That question, however, the Supreme Court did not settle. Instead, it considered the “rights cap” inapplicable, since co-motherhood was not an effect of the life partnership under section 17b(4) EGBGB. The provision’s character as a special ordre public clause meant it had to be narrowly interpreted. When the provision was introduced in 2001, along with the Life Partnership Act (LPartG), it added, the law of life partnerships was considered to cover only concluding and dissolving partnerships as well as alimony and inheritance; children were not considered. But even for married couples, a father’s legal kinship was regulated in a section separate from marriage’s effects. Although the legislator had introduced the provision on step-child adoption into the Life Partnership Act’s section on the effects of a life partnership in 2004, this could not, the Court argued, change the interpretation of article 17b EGBGB post factum. Therefore, art. 19 EGBGB – on kinship – displaces art. 17b(4) EGBGB.
Lesbian co-mothers also conform to the ordre public
In the case of a gay couple who had brought back a child born to one of the partners through a surrogate mother in California, the Supreme Court has already recognized that same-sex parenthood conferred under foreign law does not as such violate German ordre public (art. 6 EGBGB).
The Court reiterated that same-sex partnerships can be just as beneficial for children as marriages, and that the close ties conferred by biological kinship do not exclude equivalent social parenthood if it is long-term and legally secured.
The Court now confirmed this procedural ordre public jurisprudence also for collisions.

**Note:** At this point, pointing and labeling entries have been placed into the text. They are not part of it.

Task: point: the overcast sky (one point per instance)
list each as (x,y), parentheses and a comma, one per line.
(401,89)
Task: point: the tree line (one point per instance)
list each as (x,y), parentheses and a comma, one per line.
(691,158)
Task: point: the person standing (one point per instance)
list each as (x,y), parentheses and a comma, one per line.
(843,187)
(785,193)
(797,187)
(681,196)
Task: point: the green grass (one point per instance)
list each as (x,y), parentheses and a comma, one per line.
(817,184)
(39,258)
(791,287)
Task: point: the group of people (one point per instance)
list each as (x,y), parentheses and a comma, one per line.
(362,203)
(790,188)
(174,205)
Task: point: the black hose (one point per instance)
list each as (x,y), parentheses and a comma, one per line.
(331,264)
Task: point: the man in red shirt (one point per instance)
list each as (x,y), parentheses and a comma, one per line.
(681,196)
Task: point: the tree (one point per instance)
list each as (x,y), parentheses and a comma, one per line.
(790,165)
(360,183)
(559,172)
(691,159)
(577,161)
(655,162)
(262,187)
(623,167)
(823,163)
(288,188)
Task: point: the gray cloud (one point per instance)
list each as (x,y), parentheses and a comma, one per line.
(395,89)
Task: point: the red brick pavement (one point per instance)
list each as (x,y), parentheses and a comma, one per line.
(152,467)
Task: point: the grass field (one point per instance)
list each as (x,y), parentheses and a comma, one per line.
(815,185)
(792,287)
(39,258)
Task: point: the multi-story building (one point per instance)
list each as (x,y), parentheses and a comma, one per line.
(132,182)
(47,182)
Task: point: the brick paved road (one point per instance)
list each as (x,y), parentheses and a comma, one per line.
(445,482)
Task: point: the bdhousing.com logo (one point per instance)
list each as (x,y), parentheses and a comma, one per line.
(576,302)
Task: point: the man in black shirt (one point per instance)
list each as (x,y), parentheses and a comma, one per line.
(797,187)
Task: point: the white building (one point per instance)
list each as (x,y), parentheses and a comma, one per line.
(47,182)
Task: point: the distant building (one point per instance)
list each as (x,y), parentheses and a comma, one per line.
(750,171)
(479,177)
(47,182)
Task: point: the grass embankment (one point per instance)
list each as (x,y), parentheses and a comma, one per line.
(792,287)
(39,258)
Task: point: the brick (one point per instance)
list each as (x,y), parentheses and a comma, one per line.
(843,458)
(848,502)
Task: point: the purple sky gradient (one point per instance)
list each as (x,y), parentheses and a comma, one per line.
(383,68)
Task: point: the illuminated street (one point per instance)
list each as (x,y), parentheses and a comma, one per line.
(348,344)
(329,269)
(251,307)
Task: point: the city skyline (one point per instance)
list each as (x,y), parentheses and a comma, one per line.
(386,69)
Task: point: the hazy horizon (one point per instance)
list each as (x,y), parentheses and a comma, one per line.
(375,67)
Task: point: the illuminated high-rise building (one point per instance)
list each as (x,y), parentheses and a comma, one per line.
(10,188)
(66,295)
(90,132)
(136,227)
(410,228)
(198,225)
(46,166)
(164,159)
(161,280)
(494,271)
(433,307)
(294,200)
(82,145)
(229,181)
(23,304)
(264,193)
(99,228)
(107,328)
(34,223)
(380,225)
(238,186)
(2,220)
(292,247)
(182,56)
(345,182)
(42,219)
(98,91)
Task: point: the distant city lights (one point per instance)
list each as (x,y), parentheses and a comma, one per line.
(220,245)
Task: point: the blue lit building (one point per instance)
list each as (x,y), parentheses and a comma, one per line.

Excluding the sperm donor from legal parenthood was in line with German law under s. 1600(5) of the Civil Code. Also, the best interests of the child did not dictate another solution. In particular, the child’s right to know its parentage was not affected.
Assessment: Activism and anachronism
The outcome of this case is not very surprising, as it confirms the 2014 decision on the much more contested matter of surrogacy for another constellation of international private law. The case is more notable for its other holding, namely that foreign same-sex marriages constitute life partnerships for the purposes of German law.
In making this finding, the Court settled a long-standing dispute; however, its decision can be considered the opposite of judicial restraint. The issue only arose as a preliminary question to examining co-motherhood under the “rights cap” provision for foreign life partnerships—a provision which it then considered not applicable to questions of legal kinship. Given this result, it is quite unclear why the Court still made a substantive finding on this matter, rather than leaving it unresolved. At best, the finding must therefore be considered obiter.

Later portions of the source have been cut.